Good Trouble

How lucky were we to have John Lewis in this world, showing up for disadvantaged people everywhere, making “good trouble” in the streets and in Congress for the duration of his life.

He was among the original 13 Freedom Riders, the Black and white activists who challenged segregated interstate travel in the South in 1961. He was a founder and early leader of the Student Nonviolent Coordinating Committee, which coordinated lunch-counter sit-ins. He helped organize the March on Washington, where Dr. King was the main speaker, on the steps of the Lincoln Memorial… Mr. Lewis was arrested 40 times from 1960 to 1966. He was repeatedly beaten senseless by Southern policemen and freelance hoodlums… In 2016, after a massacre at an Orlando, Fla. nightclub left 49 people dead, he led a sit-in on the House floor to protest federal inaction on gun control. 

NYT, 2020

I am in awe of leaders like Lewis, like the founders of BLM, as well as leaders like Obama and AOC. They all face such intense scrutiny, death threats even, yet they continually show up to do the work that must be done. Something shines in them that is greater than the world’s vitriol, greater than the setbacks they will and must endure, something within them that is bigger and brighter and more everlasting.

Freedom is not a state; it is an act. It is not some enchanted garden perched high on a distant plateau where we can finally sit down and rest. Freedom is the continuous action we all must take, and each generation must do its part to create an even more fair, more just society.” 

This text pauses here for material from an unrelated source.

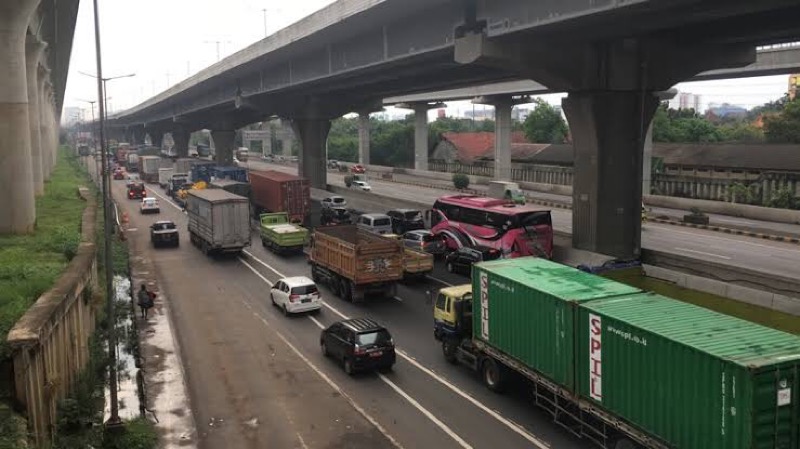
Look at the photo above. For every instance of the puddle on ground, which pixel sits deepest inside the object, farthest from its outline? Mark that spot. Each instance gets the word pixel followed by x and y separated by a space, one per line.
pixel 127 372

John Lewis, Across that Bridge, 2012

I have no doubt Mr. Lewis’s legacy will grow even stronger as the years pass. May we, each of us, carry his torch, in whatever way we can. May we, each of us, show up and continue the work of our lifetimes.

Do not get lost in a sea of despair. Be hopeful, be optimistic. Our struggle is not the struggle of a day, a week, a month, or a year, it is the struggle of a lifetime. Never, ever be afraid to make some noise and get in good trouble, necessary trouble.